The texture was originally four Unreal Tournament textures stacked beside each other, but Pins quickly emerged out of nowhere to provide this gritty custom version that rolled for all of Series X.
Series Y began with the addition of the blast shields. At the time, I was working on a map called Asteroid Wars, which included dogfighting spacecraft more than a little ripped off the Star Wars TIE Fighter (with considerably less panache). The map never went anywhere, but the space-fighter managed to acquire the legs of the Ultra Mech and… Well…
Once the blast shields came in, the design stabilised almost immediately and the adjustments became purely technical improvements. Objects that were just jammed together started getting properly welded into cohesive bits of mesh, the home-baked texture rolled out…
Series Y3 is where the upright cabin came in. You might notice that it’s a lot squatter than the Y4 version of the cabin — I wasn’t quite using human-sized reference models at this point, so the biggest problem was the lack of scale. No matter how you scrunched up a person, they’d have a hard time fitting into that box.
Things really came to a head with Series Y4 because Milkshape introduced some precision texture-mapping controls, along with the life-saving Snap Cursor to Grid option. Suddenly I didn’t have to map the texture by guesswork and wobbly hands — everything from UV-coordinates to joint positions and movements became accurately set along rigid lines and I never looked back.
I’m all about precision, so it was a considerable relief to finally reflect that in my models.
The Series Y5 Design
The biggest thing I want to change from Y4 is the upright cabin.
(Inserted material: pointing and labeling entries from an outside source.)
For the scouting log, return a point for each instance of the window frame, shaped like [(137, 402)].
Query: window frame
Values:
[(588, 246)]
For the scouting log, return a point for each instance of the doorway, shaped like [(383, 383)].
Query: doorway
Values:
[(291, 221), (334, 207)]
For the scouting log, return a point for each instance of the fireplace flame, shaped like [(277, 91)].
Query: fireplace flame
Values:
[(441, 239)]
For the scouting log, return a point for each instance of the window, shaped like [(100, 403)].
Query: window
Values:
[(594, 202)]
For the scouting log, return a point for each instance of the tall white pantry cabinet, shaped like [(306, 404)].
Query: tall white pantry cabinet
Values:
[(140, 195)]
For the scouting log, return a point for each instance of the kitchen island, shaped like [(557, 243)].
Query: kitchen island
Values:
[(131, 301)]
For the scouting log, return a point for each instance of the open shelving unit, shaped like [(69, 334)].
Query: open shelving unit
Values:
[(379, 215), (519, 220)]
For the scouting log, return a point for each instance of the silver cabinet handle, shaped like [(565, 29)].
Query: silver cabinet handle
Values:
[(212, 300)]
I might have started to use human reference models, but I never paid much attention to comfort — the human inside would have been hunched in a really peculiar way. The Y4 design also has a functional problem introduced when it elongated from the Y3 design, in that its bottom dips low enough that it smacks into the mech’s thighs if the turret tries to rotate all the way.
Even ignoring the practical problems, you might have noticed that I kept trying — as in the case of the AP-AM itself — to use this cabin horizontally instead of vertically, a position for which it was even less suited.
This time, I’ve tried to strike a balance between the upright cab and the stylised pointy-nose beak shape of classic mechs.
I’ve been using human models from Tomb Raider 3 as the guidelines for the cabin shape, because I’ve still never quite managed to make a human I’m happy with. Although Lara herself is a hideously overpowered 600-odd triangles, the modelling techniques on show are eminently serviceable for my needs.
Some more mundane details have gone into the Y5 design too. The cabin now sits on a proper ledge, rather than being unceremoniously shoved into the turret body, while I’ve chunked up the pelvis and removed some unncessary junk from the feet to make them a bit sharper. I’ve also removed some of the texture detail, so it’s almost entirely flat panels here — this might seen like a bad idea from this angle, but add Unity’s superior lighting and a touch of specularity glittering off those hard edges and it’ll really come to life.
After its makeover, the Delta sits at 298 triangles. The budget of 300 triangles for the bog-standard Delta, the reference point against which all other vehicles are judged, is upheld.
And I wasn’t quite happy with the Y4 Delta’s walk, so I took some hints from the more satisfying AP-AM walk and tried again. Wouldn’t be a new series without a new walk animation GIF!